Muitos astros triunfaram na iniciativa de recuperar ou alavancar a carreira de seus heróis. Mas Bowie foi o mais certeiro, porque possivelmente as trajetórias solo de dois de seus maiores ídolos não existiria não fosse por sua ajuda. Lou Reed estava meio perdidão após o final do Velvet Underground e só encontrou sua nova direção em seu segundo trabalho, “Transformer” (1972), produzido, tocado e influenciado pelo fã. Com Iggy Pop a presença do Camaleão foi ainda mais determinante. Bowie, que já trabalhara com os Stooges no fundamental “Raw Power” (1973), foi buscar Pop em uma clínica de reabilitação e produziu seus dois primeiros discos solo, que viriam a definir sua nova fase, mais experimental e com vocais bastante “bowiescos”:“Lust for Life” e “The Idiot”, ambos de 1977. Não bastando, chamou o amigo para abrir seus shows e fez as vezes de tecladista e backing vocal de sua banda.
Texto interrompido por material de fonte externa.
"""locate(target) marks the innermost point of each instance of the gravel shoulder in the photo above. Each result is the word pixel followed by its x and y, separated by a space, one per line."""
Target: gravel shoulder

Alguns, entre eles o diretor Todd Haynes no filme “Velvet Goldmine” (1998), defendem de que tudo era fruto dos mais puros amor e desejo sexual.





1-Robert Smith com Siouxsie and the Banshees – “Circle” (1979)

O Cure já tinha seu primeiro disco (“Three Imaginary Boys”) lançado e abria os shows do Siouxsie and the Banshees quando Robert Smith foi chamado para substituir John MacKay. Ninguém escutou sua voz, seu papel limitava-se a tocar guitarra e teclado. Uma fase que acabou sendo curtíssima, mas incrível. Os Banshees ainda estavam formatando seu estilo obscuro e experimental, e nota-se que Smith participou em muito do processo com suas notas estranhas e melancólicas. Os outros vídeos desta colaboração são ótimos, mas este é especialmente precioso porque a transformação do grupo pode ser comprovada – observem o rolo de fita emitindo um cavernoso loop analógico. Também vale pela performance corporal de Smith, com seu eterno ar de jovem sofrido e blasé, teclando com uma mão e mexendo na camisa com a outra. Ah, e também pelo bizarríssimo final estilo Hermes & Renato. Imperdível.